Well then, that wasn't very nice of me, was it.
Okay . . . 
"My rage is gone,
And I am struck with sorrow."
(Tullus Aufidius, Coriolanus Act 5 Scene 6)

This example will focus on the regular deadlift. 

Heavy Day: 
Deadlift - follow that three step progression for the heavy days above, working down over three heavy days to the four triples and then going for a single or double P.R. or your fourth heavy workout. 
You remember . . . 5x5 . . . 6 x 3 . . . 4 x 3 . . . single or double P.R. attempt.
You should have to take some pretty hefty rest breaks between each of those sets. 

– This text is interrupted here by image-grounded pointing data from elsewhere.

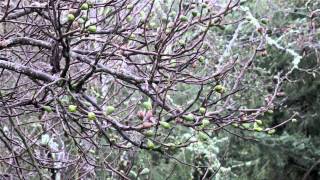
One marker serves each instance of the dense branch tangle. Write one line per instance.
(98, 56)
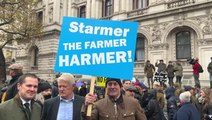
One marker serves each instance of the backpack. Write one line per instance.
(200, 69)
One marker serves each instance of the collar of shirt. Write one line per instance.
(65, 100)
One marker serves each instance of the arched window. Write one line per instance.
(140, 49)
(183, 45)
(34, 56)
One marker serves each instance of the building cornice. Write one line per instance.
(171, 11)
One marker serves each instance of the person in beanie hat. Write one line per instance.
(187, 110)
(66, 106)
(114, 105)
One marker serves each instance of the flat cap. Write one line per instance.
(66, 76)
(16, 66)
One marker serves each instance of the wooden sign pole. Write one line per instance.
(89, 109)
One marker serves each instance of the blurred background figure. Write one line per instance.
(178, 72)
(125, 85)
(149, 70)
(196, 72)
(187, 110)
(178, 89)
(152, 109)
(170, 73)
(204, 103)
(209, 68)
(161, 66)
(172, 102)
(15, 71)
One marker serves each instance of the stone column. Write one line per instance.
(98, 8)
(116, 6)
(56, 11)
(123, 5)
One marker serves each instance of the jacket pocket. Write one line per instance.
(128, 116)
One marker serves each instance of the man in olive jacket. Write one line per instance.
(115, 106)
(210, 72)
(22, 106)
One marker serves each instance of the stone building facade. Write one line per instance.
(168, 30)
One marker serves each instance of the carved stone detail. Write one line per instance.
(164, 46)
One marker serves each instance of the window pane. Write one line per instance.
(183, 45)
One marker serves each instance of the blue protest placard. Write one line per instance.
(97, 47)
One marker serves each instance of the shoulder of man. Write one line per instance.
(7, 104)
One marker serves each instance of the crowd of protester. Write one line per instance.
(118, 100)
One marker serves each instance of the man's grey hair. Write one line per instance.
(67, 77)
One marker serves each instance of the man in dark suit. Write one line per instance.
(67, 106)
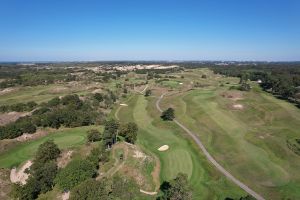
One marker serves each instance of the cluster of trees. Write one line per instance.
(80, 170)
(113, 128)
(19, 107)
(42, 173)
(168, 115)
(105, 100)
(69, 111)
(177, 189)
(148, 93)
(281, 79)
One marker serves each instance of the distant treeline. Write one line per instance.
(68, 111)
(282, 80)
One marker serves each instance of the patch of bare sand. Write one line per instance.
(6, 118)
(7, 90)
(19, 176)
(64, 159)
(163, 148)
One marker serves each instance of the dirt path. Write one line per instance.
(211, 159)
(20, 175)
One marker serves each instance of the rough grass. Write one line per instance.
(67, 138)
(182, 155)
(250, 143)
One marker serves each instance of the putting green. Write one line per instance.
(182, 155)
(68, 138)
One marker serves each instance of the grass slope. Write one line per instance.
(182, 155)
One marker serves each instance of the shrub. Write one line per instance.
(74, 173)
(168, 115)
(93, 135)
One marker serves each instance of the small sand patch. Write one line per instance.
(163, 148)
(20, 175)
(65, 195)
(139, 154)
(64, 159)
(149, 193)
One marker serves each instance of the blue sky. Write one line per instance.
(65, 30)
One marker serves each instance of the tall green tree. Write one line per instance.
(168, 115)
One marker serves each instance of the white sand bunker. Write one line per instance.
(238, 106)
(20, 175)
(163, 148)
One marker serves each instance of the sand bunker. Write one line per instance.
(238, 106)
(163, 148)
(233, 95)
(20, 175)
(64, 159)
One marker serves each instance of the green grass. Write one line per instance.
(67, 138)
(182, 155)
(171, 84)
(250, 143)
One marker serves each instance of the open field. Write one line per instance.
(66, 138)
(249, 142)
(182, 156)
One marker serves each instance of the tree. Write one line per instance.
(148, 93)
(25, 125)
(74, 173)
(177, 189)
(45, 176)
(72, 100)
(129, 132)
(92, 190)
(93, 135)
(244, 86)
(47, 151)
(168, 115)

After the deadlift, do a cycle something like this example.
Use your head and create a better one, one more suited to YOU: 

10 reps each, 2 times through the cycle 
with a rest between each circuit (giant set? sorry, that's a frowned upon bodybuilding term, isn't it) 
but none between exercises . . . 
One Arm Row
One Leg Romanian Deadlift
Dumbbell Pullover
Glute Bridge. 


Here's a Light Day example. 
It's based on using the deadlift on your heavy day as the main movement.
Need I tell you that those heavy day deadlift sets are the ones you pour all of yourself into? 

 -  Follow the set/rep progression for the light days above on these two:
Overhead Press
Squat
4 x 10 . . . 4 x 8 . . . 5 x 5.

Now, take a wee breather and go on to 
2 tri-sets, er, circuits of these three:
Dumbbell Bench Press
Goblet Squat
Band Pull-Apart
15 reps each.  

Clear as mud. 
And for God's Sake, ENJOY YOUR LIFTING YOU MORONS!  
Stop being such douchebags and treat this thing for what it is already.
You'll be glad you did once you're all growed up and not a child anymore.